Unix-like systems: indexing visited Web pages

With the help of a Firefox extension, Recoll can index the Internet pages that you visit. The extension has a long history: it was initially designed for the Beagle indexer, then adapted to Recoll and the Firefox XUL API. The current version of the extension is located in the Mozilla add-ons repository uses the WebExtensions API, and works with current Firefox versions.

The extension works by copying visited Web pages to an indexing queue directory, which Recoll then processes, storing the data into a local cache, then indexing it, then removing the file from the queue.

The visited Web pages indexing feature can be enabled on the Recoll side from the GUI Index configuration panel, or by editing the configuration file (set processwebqueue to 1).

The Recoll GUI has a tool to list and edit the contents of the Web cache. (ToolsWebcache editor)

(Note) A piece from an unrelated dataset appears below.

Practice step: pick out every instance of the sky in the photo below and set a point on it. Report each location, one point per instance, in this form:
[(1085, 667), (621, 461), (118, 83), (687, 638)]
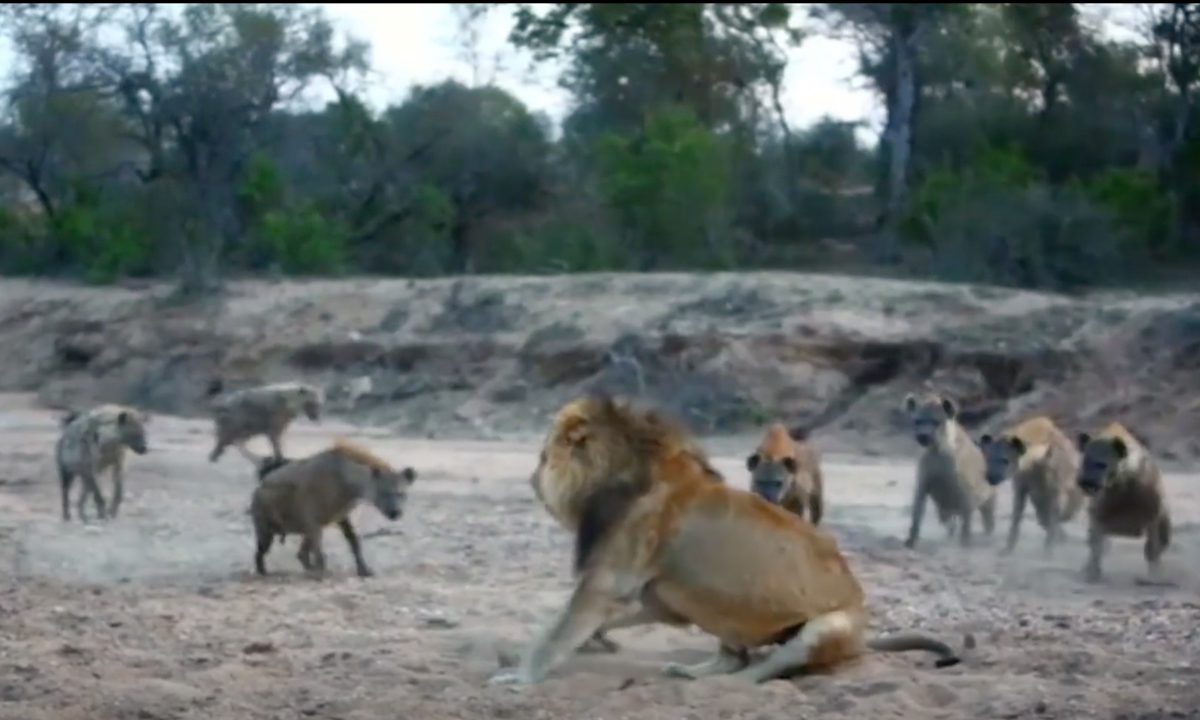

You can find more details on Web indexing, its usage and configuration in a Recoll 'Howto' entry.

The cache is not an archive

A copy of the indexed Web pages is retained by Recoll in a local cache (from which data is fetched for previews, or when resetting the index). The cache has a maximum size, which can be adjusted from the Index configuration / Web history panel (webcachemaxmbs parameter in recoll.conf). Once the maximum size is reached, old pages are erased to make room for new ones. The pages which you want to keep indefinitely need to be explicitly archived elsewhere. Using a very high value for the cache size can avoid data erasure, but see the above 'Howto' page for more details and gotchas.